Restrict your exposure to artificial light
Exposing yourself to artificial light especially from electronic devices can disrupt your sleep. Screens from TVs, computers, and mobile devices emit blue light which will lower a hormone in you that helps you sleep (melatonin) .
Computers and mobile devices often have setting on their screens where you can lower the amount of blue light emitted. You can also use amber tint glasses to block out blue light. The other thing you could do is to stop these devices 2-3 hours before you go to bed.

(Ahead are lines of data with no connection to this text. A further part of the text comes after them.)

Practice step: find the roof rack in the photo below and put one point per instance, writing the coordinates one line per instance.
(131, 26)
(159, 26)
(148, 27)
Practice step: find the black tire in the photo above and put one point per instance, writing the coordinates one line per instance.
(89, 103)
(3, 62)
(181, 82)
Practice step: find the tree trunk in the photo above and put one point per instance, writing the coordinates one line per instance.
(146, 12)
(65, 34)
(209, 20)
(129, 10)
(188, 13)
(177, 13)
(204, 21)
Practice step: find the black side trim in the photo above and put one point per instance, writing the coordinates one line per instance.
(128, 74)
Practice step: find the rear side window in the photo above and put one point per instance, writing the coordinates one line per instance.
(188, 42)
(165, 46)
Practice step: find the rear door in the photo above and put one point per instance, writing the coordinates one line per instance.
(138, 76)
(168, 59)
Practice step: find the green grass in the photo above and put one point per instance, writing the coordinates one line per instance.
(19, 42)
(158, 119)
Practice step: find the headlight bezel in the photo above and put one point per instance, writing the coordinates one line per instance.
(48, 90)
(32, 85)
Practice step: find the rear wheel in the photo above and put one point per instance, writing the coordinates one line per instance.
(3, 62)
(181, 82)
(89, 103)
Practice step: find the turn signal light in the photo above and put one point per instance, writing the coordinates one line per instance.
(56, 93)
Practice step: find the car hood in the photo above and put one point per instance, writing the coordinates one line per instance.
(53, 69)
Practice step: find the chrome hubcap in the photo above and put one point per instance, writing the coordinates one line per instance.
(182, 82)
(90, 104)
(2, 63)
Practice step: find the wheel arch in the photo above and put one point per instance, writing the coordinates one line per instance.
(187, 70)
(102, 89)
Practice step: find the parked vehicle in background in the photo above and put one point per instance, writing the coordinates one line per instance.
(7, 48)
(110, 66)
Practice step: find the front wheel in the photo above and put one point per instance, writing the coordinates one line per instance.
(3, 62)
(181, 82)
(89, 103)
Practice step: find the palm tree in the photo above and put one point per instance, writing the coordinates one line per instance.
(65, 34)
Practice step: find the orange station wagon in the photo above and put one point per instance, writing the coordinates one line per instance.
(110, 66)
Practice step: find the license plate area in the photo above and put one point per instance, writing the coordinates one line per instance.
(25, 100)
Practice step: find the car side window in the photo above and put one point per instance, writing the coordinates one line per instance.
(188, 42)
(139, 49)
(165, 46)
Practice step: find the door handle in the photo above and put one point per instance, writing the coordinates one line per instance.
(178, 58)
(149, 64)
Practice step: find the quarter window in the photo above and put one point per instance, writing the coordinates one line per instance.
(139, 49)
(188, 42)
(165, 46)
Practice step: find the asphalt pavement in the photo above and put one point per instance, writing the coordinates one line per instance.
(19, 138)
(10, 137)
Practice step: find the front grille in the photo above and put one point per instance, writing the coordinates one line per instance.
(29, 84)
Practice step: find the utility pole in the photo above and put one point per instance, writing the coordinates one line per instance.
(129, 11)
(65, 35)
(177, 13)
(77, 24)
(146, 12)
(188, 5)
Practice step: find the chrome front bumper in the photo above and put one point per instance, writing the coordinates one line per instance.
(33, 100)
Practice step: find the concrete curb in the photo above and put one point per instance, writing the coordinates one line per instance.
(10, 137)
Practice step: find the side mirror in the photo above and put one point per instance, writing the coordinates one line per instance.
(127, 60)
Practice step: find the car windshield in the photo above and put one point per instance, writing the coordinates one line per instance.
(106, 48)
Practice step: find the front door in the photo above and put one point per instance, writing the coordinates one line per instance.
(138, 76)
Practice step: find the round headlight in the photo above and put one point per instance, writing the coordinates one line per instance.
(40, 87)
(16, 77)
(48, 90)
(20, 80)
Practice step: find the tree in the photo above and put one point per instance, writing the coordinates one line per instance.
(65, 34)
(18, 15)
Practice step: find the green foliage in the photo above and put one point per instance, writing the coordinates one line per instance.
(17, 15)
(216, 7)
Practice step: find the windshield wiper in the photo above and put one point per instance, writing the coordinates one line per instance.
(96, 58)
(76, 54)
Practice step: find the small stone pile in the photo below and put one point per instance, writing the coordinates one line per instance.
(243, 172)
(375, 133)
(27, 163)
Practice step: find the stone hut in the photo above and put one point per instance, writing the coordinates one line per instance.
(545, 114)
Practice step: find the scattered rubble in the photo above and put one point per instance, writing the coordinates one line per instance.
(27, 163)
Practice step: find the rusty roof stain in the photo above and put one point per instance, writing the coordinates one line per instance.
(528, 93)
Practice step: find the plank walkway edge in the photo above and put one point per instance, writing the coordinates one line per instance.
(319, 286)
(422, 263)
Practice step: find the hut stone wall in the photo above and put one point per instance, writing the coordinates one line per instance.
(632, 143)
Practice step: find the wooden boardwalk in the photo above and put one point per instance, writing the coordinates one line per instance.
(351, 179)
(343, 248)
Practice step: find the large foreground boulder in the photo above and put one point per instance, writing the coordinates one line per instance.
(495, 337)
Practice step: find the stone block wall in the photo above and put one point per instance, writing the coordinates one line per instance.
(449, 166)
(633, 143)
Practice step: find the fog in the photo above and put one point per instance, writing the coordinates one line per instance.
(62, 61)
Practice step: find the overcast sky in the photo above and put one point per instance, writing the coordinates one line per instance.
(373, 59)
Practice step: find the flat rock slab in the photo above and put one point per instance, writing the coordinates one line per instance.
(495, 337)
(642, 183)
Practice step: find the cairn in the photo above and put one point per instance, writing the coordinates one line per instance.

Eat a diet to stabilize your blood sugars and stress hormone levels
Cortisol is a stress hormone that makes you more alert. It rises naturally in the early morning to help you wake up and then starts to fall late morning. Cortisol reaches a low point around 9pm and with melatonin rising this allows you to fall asleep.
Eating carbohydrates that raise your blood sugars has the effect of lowering your cortisol. Likewise eating protein and fat and intermittent fasting raise your cortisol levels. So one of the strategies you could try is to eat a breakfast higher protein and fat breakfast to keep cortisol high and a higher starchy carbohydrate dinner in the evening to help lower cortisol. This strategy can help keep you more alert and energetic throughout the day and then prepare you for a proper sleep at night. The combination of more energy throughout the day and a good quality sleep tends to make a happier person.
This strategy also helps to stabilize your blood sugar levels throughout the day. Stable blood sugar levels keep you more alert, energetic, and in a better mood.
It’s important that your starchy carbohydrates are whole foods: Foods like potatoes, sweet potatoes, yams, squash, cassava root, taro root, and sautéed green plantains or bananas. These carbohydrates are full of nutrients and don’t spike your blood sugar levels. Refined flours and sugars (breads, pastries, cereals, pastas, pizza) are low in nutrients and spike your blood sugar levels.
Consider taking supplements like 5-HTP and melatonin
Five hydroxy-tryptophan (5-HTP) is a precursor to a neurotransmitter called serotonin. Serotonin brings forward feeling of happiness and well-being. It can work well with melatonin supplementation to improve sleep.
Fatigue and Seasonal Affective Disorder don’t have to control you this Fall and Winter. Try some or all of the tips I suggested and I’m sure you will notice some improvements with your energy and moods. As well, maybe embrace that you won’t feel as happy and as energetic in the Fall and Winter. There is a time for being sad and exhausted. I leave you with this verse that I heard from the late Dr. Wayne Dyer that may help you with this:
Do you think you could take over the universe and improve it? I do not believe it can be done.
Everything under heaven is a sacred vessel and cannot be controlled. Trying to control leads to ruin. Trying to grasp, we lose.
Allow your life to unfold naturally. Know that it too is a vessel of perfection.
Just as you breathe in and breathe out, there is a time for being ahead and a time for being behind; a time for being in motion and a time for being at rest; a time for being vigorous and a time for being exhausted; a time for being safe and a time for being in danger.
The Master sees things as they are, without trying to control them. She lets them go their own way and resides at the centre of the circle.